端末引っ越しや大きな整理の前に、楽譜・音源・セットリスト・設定を丸ごと `.ppbk` に保存し、必要な端末へ復元するための説明です。

アプリデータのバックアップ / 復元

アプリデータのバックアップ / 復元

端末を買い替えるときや、大きく整理する前に「今の PagePilot Viewer を丸ごと残しておきたい」と思ったら、この機能を使います。 楽譜、音源、曲、セットリスト、注釈、タグ、設定を 1 つの .ppbk ファイルにまとめられます。

毎日の同期機能ではありません。 1 曲だけ、または 1 セットリストだけを相手に渡したいときは、曲を送るセットリストを送る を使ってください。

グローバル設定内のバックアップ領域

何をバックアップするか

バックアップには、PagePilot Viewer の利用者データ全体が入ります。 楽譜 PDF や画像、音源ファイル、テキスト ページ、注釈、セットリスト、タグ、アプリ設定まで含めて、別端末で同じ状態を再現するためのファイルです。

ただし、「設定がバックアップに含まれる」ことと、「復元時にすべての設定値を復元先へ適用する」ことは同じではありません。 音声の出力先など、復元先で使っている機器に合わせる必要がある設定は、バックアップ側に置き換えず、復元先の現在値を使います。

バックアップの対象は「アプリの中身」です。 公開サイト、アプリ本体、OS 側のファイル管理、端末の写真ライブラリはバックアップ対象ではありません。

バックアップを作る場面

通常の練習中に毎回作る必要はありません。 ファイルサイズは楽譜や音源の量に比例して大きくなるため、保存先の空き容量を確認してから作成してください。

「アプリデータをバックアップ」

現在のアプリデータ全体を .ppbk ファイルとして書き出します。 作成前におおよそのサイズが表示されるので、iCloud Drive、Google Drive、外部ストレージなど、保存先に十分な空き容量があるか確認してから進めます。

作成後は OS の共有画面から保存先を選びます。 端末移行が目的なら、移行先の端末から取り出せる場所に保存してください。

復元する前に確認すること

復元は「追加」や「結合」ではありません。 選んだ .ppbk の内容で、この端末の持ち運び可能な PagePilot Viewer データを置き換えます。

復元先の端末に残したいデータがある場合は、先にその端末でもバックアップを作ってください。 復元後に「前の状態も少し残したい」と思っても、復元操作だけでは戻せません。

バックアップの中から一曲や一つのセットリストだけを選んで、現在のデータへ追加することはできません。 一曲だけ追加したい場合は、元のデータを開ける端末や環境で 曲を送る から .ppva 共有アーカイブを書き出し、追加先の 共有受信 で取り込みます。 .ppbk しか残っていない場合、古いバックアップをいったんこの端末へ復元して 1 曲だけ取り出す、という方法はおすすめしません。
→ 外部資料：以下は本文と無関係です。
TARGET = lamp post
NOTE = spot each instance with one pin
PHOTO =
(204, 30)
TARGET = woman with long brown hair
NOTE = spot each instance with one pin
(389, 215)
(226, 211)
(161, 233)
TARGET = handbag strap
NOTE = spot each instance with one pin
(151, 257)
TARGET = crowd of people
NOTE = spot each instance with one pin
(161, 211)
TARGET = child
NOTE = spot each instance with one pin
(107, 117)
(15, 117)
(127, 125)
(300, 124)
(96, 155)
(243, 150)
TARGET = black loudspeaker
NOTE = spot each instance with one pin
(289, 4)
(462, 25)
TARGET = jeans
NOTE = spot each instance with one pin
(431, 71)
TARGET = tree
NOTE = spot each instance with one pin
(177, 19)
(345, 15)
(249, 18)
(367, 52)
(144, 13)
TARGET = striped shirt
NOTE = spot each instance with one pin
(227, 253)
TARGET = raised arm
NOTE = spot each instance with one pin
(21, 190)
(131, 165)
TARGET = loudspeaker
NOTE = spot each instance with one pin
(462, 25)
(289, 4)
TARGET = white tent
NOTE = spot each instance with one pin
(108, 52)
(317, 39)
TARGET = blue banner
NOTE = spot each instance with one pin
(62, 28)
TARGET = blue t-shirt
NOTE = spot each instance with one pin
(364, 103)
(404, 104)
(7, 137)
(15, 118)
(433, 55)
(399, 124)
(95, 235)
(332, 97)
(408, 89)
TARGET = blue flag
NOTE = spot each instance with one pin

今の端末に入っているデータが消えてしまうためです。この状況になったら問い合わせてください。

「バックアップから復元」

.ppbk ファイルを選び、その内容で現在のアプリデータを置き換えます。 現在入っている楽譜、音源、曲、セットリスト、注釈、タグと、端末間で共有する設定は、バックアップ側の内容に変わります。

一方、次の設定はバックアップ元の値で置き換えず、復元先で現在選んでいる値を使います。
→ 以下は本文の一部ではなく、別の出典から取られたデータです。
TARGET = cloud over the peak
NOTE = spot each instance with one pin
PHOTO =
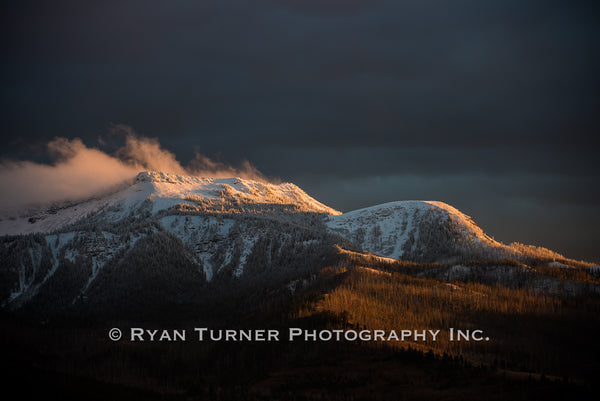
(79, 171)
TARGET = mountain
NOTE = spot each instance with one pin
(171, 238)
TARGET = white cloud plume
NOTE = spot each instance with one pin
(79, 171)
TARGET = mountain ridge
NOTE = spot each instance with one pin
(173, 229)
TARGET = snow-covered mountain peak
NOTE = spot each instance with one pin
(165, 191)
(403, 228)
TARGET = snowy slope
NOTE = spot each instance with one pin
(166, 191)
(417, 230)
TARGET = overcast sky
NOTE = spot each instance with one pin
(493, 107)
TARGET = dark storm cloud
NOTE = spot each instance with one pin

現行版では、復元直前の確認に「設定はすべて削除され、置き換わる」という広い表現が残っています。この確認文が表示されても、上に挙げた端末固有状態は実装上、復元先の現在値を保持します。

このため、別端末へ復元したあとは、楽譜や曲が戻っていることに加え、その端末で使う音声出力、保存先、同期先も確認してください。

復元の準備が終わったあと、反映にはアプリの開き直しが必要です。 Android では「今すぐ再起動」を使える場合があります。 iPhone または iPad では、案内に従ってアプリを完全に終了し、もう一度開いてください。

復元できないことがある場合

この場合、アプリは現在のデータを置き換えずに止まります。 まず PagePilot Viewer を最新版に更新し、バックアップファイルをもう一度保存し直してから試してください。

使い分けの例

端末を買い替える場合は、古い端末でバックアップを作り、新しい端末で復元します。 バンドメンバーへ 1 曲だけ渡したい場合は、バックアップではなく共有機能を使います。 本番前の保険として作る場合は、復元する予定がなくても、あとから取り出しやすいクラウドストレージへ保存しておくと安心です。